Era pemerintahan sekarang, Presiden Joe Biden, memiliki sejumlah penasihat senior yang memiliki beragam keahlian seperti politik, ekonomi, komunikasi dan keterlibatan publik.

Lantas bagaimana dengan negara kita?Jawabnya ada wacana Dewan Pertimbangan Presiden (Wantimpres) akan dilegalkan menjadi lembaga negara, sebut saja Dewan Pertimbangan Agung (DPA) setara kedudukannya dengan Presiden.

Banyak yang menilai perubahan kelembagaan ini tak ubahnya kembali ke masa lalu. Penilaian ini tidaklah salah, tetapi mengadopsi masa lalu, bukanlah kesalahan, apalagi jika sebagai pijakan untuk perbaikan di masa mendatang.

Jika dikatakan dulu, DPA tidak berfungsi optimal, yang salah bukan lembaganya, tetapi lebih kepada pelaksanaannya, operasionalnya.

Rakyat tentu sangat berharap dewan penasehat , dewan pertimbangan agung, dewan pertimbangan negara atau apa pun namanya nantinya lebih berperan menjalankan tugasnya demi kemajuan dan kejayaan bangsa sebagaimana peran Penasihat Agung di masa keemasan Kerajaan Majapahit.

Jika pada keanggotaan DPA mendatang, misalnya terdapat mantan presiden, hendaknya bukan semata sebagai bentuk penghargaan, tetapi benar – benar sebuah kebutuhan.

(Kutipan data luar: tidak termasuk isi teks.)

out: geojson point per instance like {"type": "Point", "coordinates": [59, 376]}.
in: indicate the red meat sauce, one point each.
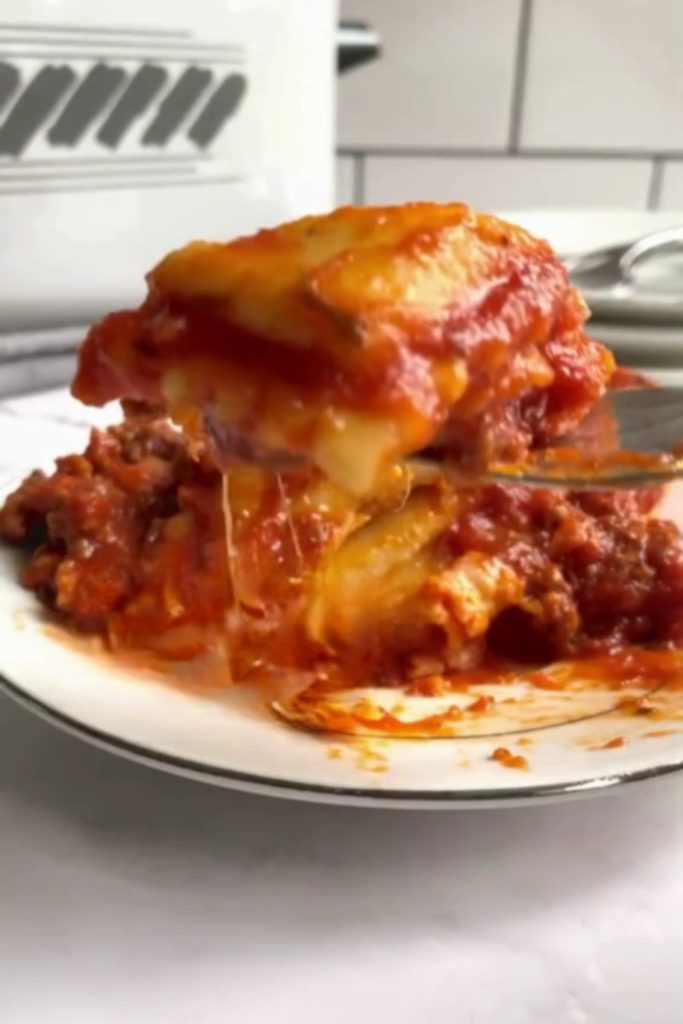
{"type": "Point", "coordinates": [127, 541]}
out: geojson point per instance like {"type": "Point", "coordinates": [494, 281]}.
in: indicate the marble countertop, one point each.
{"type": "Point", "coordinates": [130, 896]}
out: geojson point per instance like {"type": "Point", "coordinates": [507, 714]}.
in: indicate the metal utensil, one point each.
{"type": "Point", "coordinates": [630, 439]}
{"type": "Point", "coordinates": [617, 264]}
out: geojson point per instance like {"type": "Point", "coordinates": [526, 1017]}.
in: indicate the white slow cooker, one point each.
{"type": "Point", "coordinates": [128, 129]}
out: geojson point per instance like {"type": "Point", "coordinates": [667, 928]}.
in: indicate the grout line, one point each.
{"type": "Point", "coordinates": [474, 153]}
{"type": "Point", "coordinates": [358, 182]}
{"type": "Point", "coordinates": [519, 79]}
{"type": "Point", "coordinates": [656, 180]}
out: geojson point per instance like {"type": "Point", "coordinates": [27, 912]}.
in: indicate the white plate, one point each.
{"type": "Point", "coordinates": [653, 301]}
{"type": "Point", "coordinates": [232, 740]}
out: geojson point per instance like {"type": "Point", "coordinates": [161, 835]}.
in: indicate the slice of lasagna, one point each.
{"type": "Point", "coordinates": [355, 339]}
{"type": "Point", "coordinates": [338, 346]}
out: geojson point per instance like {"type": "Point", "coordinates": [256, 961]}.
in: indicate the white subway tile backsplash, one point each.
{"type": "Point", "coordinates": [505, 182]}
{"type": "Point", "coordinates": [444, 78]}
{"type": "Point", "coordinates": [345, 173]}
{"type": "Point", "coordinates": [671, 197]}
{"type": "Point", "coordinates": [604, 75]}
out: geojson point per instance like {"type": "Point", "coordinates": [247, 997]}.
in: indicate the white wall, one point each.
{"type": "Point", "coordinates": [510, 103]}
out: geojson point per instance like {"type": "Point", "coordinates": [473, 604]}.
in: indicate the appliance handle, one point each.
{"type": "Point", "coordinates": [357, 43]}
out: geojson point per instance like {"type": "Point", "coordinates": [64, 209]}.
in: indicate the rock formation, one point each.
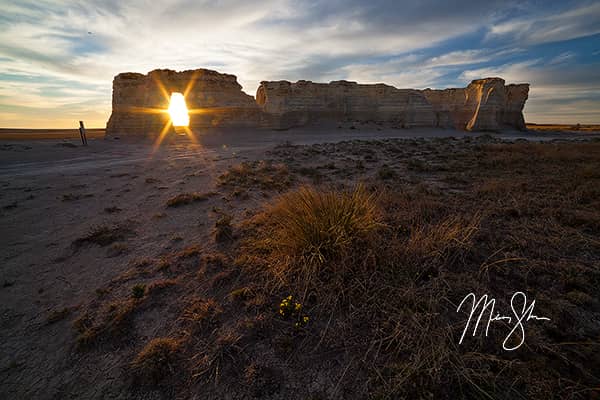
{"type": "Point", "coordinates": [288, 104]}
{"type": "Point", "coordinates": [217, 100]}
{"type": "Point", "coordinates": [486, 104]}
{"type": "Point", "coordinates": [140, 101]}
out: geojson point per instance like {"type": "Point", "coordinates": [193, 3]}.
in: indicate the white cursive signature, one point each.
{"type": "Point", "coordinates": [488, 304]}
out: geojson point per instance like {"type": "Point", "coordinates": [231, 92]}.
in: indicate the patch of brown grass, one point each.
{"type": "Point", "coordinates": [103, 235]}
{"type": "Point", "coordinates": [187, 198]}
{"type": "Point", "coordinates": [314, 226]}
{"type": "Point", "coordinates": [157, 360]}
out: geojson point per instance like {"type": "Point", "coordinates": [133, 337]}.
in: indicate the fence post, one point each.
{"type": "Point", "coordinates": [82, 133]}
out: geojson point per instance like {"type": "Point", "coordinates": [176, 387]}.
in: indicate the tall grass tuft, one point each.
{"type": "Point", "coordinates": [315, 227]}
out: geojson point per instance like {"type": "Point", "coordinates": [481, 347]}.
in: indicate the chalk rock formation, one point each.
{"type": "Point", "coordinates": [287, 104]}
{"type": "Point", "coordinates": [217, 100]}
{"type": "Point", "coordinates": [140, 101]}
{"type": "Point", "coordinates": [486, 104]}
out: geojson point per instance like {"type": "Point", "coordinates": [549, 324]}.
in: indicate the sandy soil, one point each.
{"type": "Point", "coordinates": [55, 191]}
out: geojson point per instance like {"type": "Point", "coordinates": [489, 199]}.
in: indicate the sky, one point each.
{"type": "Point", "coordinates": [58, 57]}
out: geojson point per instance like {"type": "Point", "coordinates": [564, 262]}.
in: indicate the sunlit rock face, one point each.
{"type": "Point", "coordinates": [287, 104]}
{"type": "Point", "coordinates": [486, 104]}
{"type": "Point", "coordinates": [140, 102]}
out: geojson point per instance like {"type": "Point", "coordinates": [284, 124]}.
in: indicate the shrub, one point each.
{"type": "Point", "coordinates": [314, 226]}
{"type": "Point", "coordinates": [138, 291]}
{"type": "Point", "coordinates": [156, 360]}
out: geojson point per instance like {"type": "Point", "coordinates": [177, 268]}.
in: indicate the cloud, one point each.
{"type": "Point", "coordinates": [573, 23]}
{"type": "Point", "coordinates": [558, 93]}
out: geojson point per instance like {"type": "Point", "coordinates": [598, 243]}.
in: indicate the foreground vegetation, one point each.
{"type": "Point", "coordinates": [347, 285]}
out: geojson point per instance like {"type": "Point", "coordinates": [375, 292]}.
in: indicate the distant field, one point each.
{"type": "Point", "coordinates": [12, 134]}
{"type": "Point", "coordinates": [564, 128]}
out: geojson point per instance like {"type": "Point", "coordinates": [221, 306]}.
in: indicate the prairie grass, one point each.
{"type": "Point", "coordinates": [157, 360]}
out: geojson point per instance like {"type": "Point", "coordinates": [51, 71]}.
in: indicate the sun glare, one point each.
{"type": "Point", "coordinates": [178, 110]}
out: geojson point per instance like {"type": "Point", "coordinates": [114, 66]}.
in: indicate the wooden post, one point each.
{"type": "Point", "coordinates": [82, 133]}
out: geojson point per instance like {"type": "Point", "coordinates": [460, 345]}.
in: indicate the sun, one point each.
{"type": "Point", "coordinates": [178, 110]}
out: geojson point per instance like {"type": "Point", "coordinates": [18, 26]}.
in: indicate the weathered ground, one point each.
{"type": "Point", "coordinates": [106, 248]}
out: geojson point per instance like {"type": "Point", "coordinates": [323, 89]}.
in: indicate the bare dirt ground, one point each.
{"type": "Point", "coordinates": [81, 227]}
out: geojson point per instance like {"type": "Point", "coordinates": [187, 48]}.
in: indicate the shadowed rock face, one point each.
{"type": "Point", "coordinates": [217, 100]}
{"type": "Point", "coordinates": [296, 104]}
{"type": "Point", "coordinates": [486, 104]}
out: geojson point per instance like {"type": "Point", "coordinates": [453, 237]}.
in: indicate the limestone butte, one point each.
{"type": "Point", "coordinates": [217, 100]}
{"type": "Point", "coordinates": [140, 101]}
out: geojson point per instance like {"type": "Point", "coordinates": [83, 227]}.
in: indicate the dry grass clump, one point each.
{"type": "Point", "coordinates": [223, 230]}
{"type": "Point", "coordinates": [103, 235]}
{"type": "Point", "coordinates": [312, 227]}
{"type": "Point", "coordinates": [219, 358]}
{"type": "Point", "coordinates": [200, 313]}
{"type": "Point", "coordinates": [186, 198]}
{"type": "Point", "coordinates": [157, 360]}
{"type": "Point", "coordinates": [113, 322]}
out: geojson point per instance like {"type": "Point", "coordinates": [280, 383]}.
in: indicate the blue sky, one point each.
{"type": "Point", "coordinates": [54, 73]}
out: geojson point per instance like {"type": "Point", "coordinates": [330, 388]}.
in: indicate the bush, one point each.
{"type": "Point", "coordinates": [315, 226]}
{"type": "Point", "coordinates": [156, 360]}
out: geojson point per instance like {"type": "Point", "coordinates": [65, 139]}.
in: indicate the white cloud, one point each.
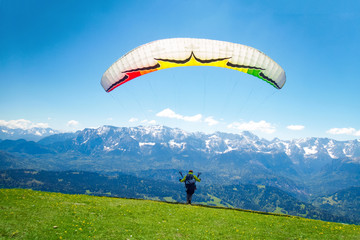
{"type": "Point", "coordinates": [152, 122]}
{"type": "Point", "coordinates": [22, 124]}
{"type": "Point", "coordinates": [261, 126]}
{"type": "Point", "coordinates": [133, 120]}
{"type": "Point", "coordinates": [295, 127]}
{"type": "Point", "coordinates": [344, 131]}
{"type": "Point", "coordinates": [168, 113]}
{"type": "Point", "coordinates": [72, 123]}
{"type": "Point", "coordinates": [211, 121]}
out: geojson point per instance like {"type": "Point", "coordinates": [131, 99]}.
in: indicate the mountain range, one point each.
{"type": "Point", "coordinates": [322, 172]}
{"type": "Point", "coordinates": [304, 167]}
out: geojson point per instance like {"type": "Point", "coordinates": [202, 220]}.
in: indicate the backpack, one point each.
{"type": "Point", "coordinates": [190, 182]}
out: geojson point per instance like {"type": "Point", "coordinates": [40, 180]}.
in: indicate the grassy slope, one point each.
{"type": "Point", "coordinates": [27, 214]}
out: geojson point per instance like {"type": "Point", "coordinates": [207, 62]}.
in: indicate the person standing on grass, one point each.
{"type": "Point", "coordinates": [190, 179]}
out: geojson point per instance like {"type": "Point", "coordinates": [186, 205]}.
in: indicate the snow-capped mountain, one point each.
{"type": "Point", "coordinates": [320, 164]}
{"type": "Point", "coordinates": [32, 134]}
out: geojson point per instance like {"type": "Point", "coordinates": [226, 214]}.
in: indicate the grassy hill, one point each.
{"type": "Point", "coordinates": [27, 214]}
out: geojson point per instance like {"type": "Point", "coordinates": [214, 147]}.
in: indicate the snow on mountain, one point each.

Bukan pula sebatas simbolisasi politik dukungan, tetapi lebih kepada tujuan politik yang mulia dalam membangun bangsa dan negara.

Tak kalah pentingnya, siapa pun yang duduk sebagai anggota DPA, harus memberi nilai tambah bagi kejayaan bangsa. Singkirkan sikap “ewuh pakewuh- tidak enak hati, merasa sungkan” ketika harus memberikan masukan dan pertimbangan kepada presiden, baik diminta maupun tidak diminta.

Sebagai manusia apapun profesinya, dimanapun berada harus memberikan nilai tambah bagi sekelilingnya. Lebih – lebih pejabat negara wajib memberi keteladanan dalam memberikan nilai tambah bagi kemajuan masyarakat, bangsa dan negara seperti acap disinggung Pak Harmoko dalam kolom “Kopi Pagi” dimedia ini.

Setidaknya memberi nilai tambah bagi diri sendiri, dengan menjalankan tugas dan profesinya secara baik dan benar. Tidak melanggar aturan.Tidak memanfaatkan status dan jabatannya, lebih – lebih menyalahgunakannya untuk kepentingan pribadi dan koleganya. (Azisoko).